General information
- Status: Proposed
- Type: Court building
- Location: Bonifacio Capital District, Fort Bonifacio, Taguig, Philippines
- Groundbreaking: October 2015
- Construction started: On Hold
- Owner: Supreme Court of the Philippines

= Supreme Court Building Complex, Fort Bonifacio =

The Supreme Court of the Philippines was due to move to a proposed building to be built at the Bonifacio Capital District in Fort Bonifacio, Taguig, Metro Manila, but is now on hold.

==History==
The Supreme Court of the Philippines occupies a buildings on a lot owned by the University of the Philippines Manila. The court has not owned its own property in its almost 100 years of existence. As early as August 2014, the Supreme Court has expressed its plans to move to Bonifacio Global City (BGC). In July 2015, the court was reportedly prospecting to buy a lot in the business center through the Department of Budget and Management's funds. At that time the court projected that it would have moved to a newer building by 2019.
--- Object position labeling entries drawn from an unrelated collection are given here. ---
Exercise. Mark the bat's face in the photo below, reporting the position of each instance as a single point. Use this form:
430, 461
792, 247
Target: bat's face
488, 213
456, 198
A contract between the Supreme Court and the Bases Conversion and Development Authority preceded a groundbreaking ceremony which was held in October 2015 on the lot where the new Supreme Court building complex will stand. It was projected at that time that the design phase will commence in 2016 and the construction phase will last from 2017 to 2019. An environmentally sustainable design is what the Supreme Court envisions for the building. However the construction alltogether is still currently on hold, it is unknown to the public as to when construction will begin again.

==Architecture and design==
In August 2014, the court was reportedly eyeing architect Felino Palafox Jr. to design the BGC Building. The International Conceptual Design Competition was later held, which called for local and international firms to make their proposals for the design of the Philippine Supreme Court BGC complex. The Supreme Court stipulated the following terms of the competition: it called for a design for a "culturally iconic building and a legacy for generations to come", the incorporation of the "four pillars of justice", and that the building will exhibit a "green and resilient" design for an "effective and efficient dispensation of justice".

The team from Philippine firm Mañosa & Company led by Angelo Mañosa won the design competition from among 10 finalists. The design contract still to be awarded to the firm due to government procedures. Mañosa's design called for a building complex inspired from the sun motif of the Philippine flag. The firm's proposed design calls for a complex composing of three building clusters surrounding a circular central tower which is meant to host the En Banc Session Hall.